Świętowanie wielkiego dnia zabrało nas do niewielkiej wsi – Brennej. Brenną bardzo łatwo pominąć ze względu na jej powierzchnie, a dla nie wtajemniczonych – znajdziemy ją niedaleko Wisły czy Ustronia. To właśnie w restauracji Owce i Róża kiedyś przyjechała Magda Gessler (dokładnie w 2015 roku). Dokonała tu wielkich kuchennych rewolucji, ale jak smakują u nich potrawy teraz? Przekonajmy się!

Wystrój samego lokalu jest malowniczy, ale w oczy (kobiece) mogą kłóć sztuczne kwiaty, które można zobaczyć na prawie każdym zakamarku.

W zamówieniach nie ograniczaliśmy się. Zamówiliśmy zupyczosnkową inną niż wszędzie (to ich własna nazwa, nie my tak ją nazwaliśmy 😉 ; 13 zł), krem z pomidorów (a jakże; 12 zł). Po drodze wleciała też czarna kawa (7,50 zł).

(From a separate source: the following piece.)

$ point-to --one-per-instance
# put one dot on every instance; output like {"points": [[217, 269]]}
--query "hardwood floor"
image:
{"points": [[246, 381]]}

Potem nadszedł czas na Poleśnik ten z rewolucji (12 zł) i pierś z kurczaka zapiekaną ze szpinakiem, bryndzą w towarzystwie ziemniaków i mizerii (32 zł).

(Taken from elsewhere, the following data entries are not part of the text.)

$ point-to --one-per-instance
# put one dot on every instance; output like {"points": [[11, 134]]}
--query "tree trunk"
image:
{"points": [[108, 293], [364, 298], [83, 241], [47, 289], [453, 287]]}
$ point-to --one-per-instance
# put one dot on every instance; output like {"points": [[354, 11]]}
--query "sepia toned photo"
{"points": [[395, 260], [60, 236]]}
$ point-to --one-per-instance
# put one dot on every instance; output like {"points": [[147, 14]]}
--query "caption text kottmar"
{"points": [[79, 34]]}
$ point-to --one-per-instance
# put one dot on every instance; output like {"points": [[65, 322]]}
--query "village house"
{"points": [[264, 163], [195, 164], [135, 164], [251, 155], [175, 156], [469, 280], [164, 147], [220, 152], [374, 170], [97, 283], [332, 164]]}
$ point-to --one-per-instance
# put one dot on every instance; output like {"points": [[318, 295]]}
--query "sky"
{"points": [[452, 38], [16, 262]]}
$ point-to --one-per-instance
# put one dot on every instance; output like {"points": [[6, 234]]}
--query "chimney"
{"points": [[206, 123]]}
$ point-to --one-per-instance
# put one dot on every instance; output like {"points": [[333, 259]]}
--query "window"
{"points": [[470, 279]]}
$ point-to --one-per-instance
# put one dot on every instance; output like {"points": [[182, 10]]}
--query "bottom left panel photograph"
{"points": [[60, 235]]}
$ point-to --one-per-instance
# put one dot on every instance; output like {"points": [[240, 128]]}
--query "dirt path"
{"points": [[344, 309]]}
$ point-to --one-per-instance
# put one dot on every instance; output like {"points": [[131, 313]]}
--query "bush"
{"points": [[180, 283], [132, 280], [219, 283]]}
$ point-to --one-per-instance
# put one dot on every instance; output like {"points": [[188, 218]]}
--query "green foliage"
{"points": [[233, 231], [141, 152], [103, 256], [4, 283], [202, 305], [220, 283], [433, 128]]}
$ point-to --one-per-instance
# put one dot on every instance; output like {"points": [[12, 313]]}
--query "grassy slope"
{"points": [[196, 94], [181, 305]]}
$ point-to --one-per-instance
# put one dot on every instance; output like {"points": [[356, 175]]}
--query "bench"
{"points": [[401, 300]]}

owce i roza brenna kuchenne rewolucje

Zupy na pewno zapadną nam w pamięć na bardzo długo. Pomidorowa wybornie kwaśna z dodatkiem ryżu i pulchnej mozzarelli, a czosnkowa bardzo aromatyczna, ale bez przesady. Za zupy naprawdę wielki plus!

Drugie danie – poleśnik jest zwykłą zapiekanką z ziemniaków, w smaku był naprawdę niezły. W przypadku piersi z kurczaka – danie trafiło niestety na osobę, która nienawidzi koperku, więc 1/4 z całości ziemniaków została na talerzu. Mizeria – delikatnie ostra, kwaśna, ale też z dodatkiem koperku :(. Pierś sama w sobie bardzo dobra, ale lepiej komponowałaby się z pieczonymi ziemniakami z piekarnika (drogi właścicielu przemyśl to!).

Nasza opinia – 4/5. Warto przyjechać, spróbować tych zup i pokombinować z drugimi daniami. Restauracja z pewnością zasługuje na rozgłos.

4 / 5
Dwóch grubasków zagłosowało!

Opinia przesłana przez czytelniczkę:

Restauracja owce i róże może i serwuje doskonałą kuchnię po kuchennych rewolucjach Magdy Gesler, jednak pan barman zakłóca miłą atmosferę. Zajmuje czas paniom obsługującym klientów – zresztą z niezwykłą pieczołowitością – opowieściami o pobycie w Ameryce oraz z sali konsumpcyjnej, zajmując jeden ze stolików, kontaktuje się z kontrahentami. Robi to w sposób ostentacyjny i hałaśliwy. Jego sposób bycia sprawia, że atmosfera staje się „gęsta”, potrawy tracą smak. Na pewno z powodu barmana tam nie wrócę. Jeżeli chcą Państwo posłuchać anegdot, miejsce odpowiednie.

Jak dostać się do restauracji Owce i róża?

Pomimo domysłów, na miejscu w restauracji Owce i róża nie znajdziesz w menu jagnięciny w płatkach róż. Sama nazwa „owce i róża” bardziej odnosi się do klimatu panującego w mieście Brenna. Kuchenne rewolucje Magdy Gessler, które zostały przeprowadzone w tym miejscu z pewnością nie zostały zignorowane. Dania naprawdę smakują bardzo dobrze, a właściciele mogą być dumni ze swoich pracowników! Możemy się założyć, że jeśli Magda Gessler przyjechałaby na ponowne sprawdzenie tej restauracji, jej rekomendacja nie byłaby cofnięta.

Kuchenne rewolucje Magdy Gessler bardzo często okazują się być totalną klapą, ale z pewnością nie jest tak w mieście Brenna przy ulicy Górecka 5. Restauracja jest naprawdę na wysokim poziomie i pasuje się bardzo wysoko w rankingu restauracji, które odwiedziliśmy. Właścicielom dziękujemy za pyszny posiłek!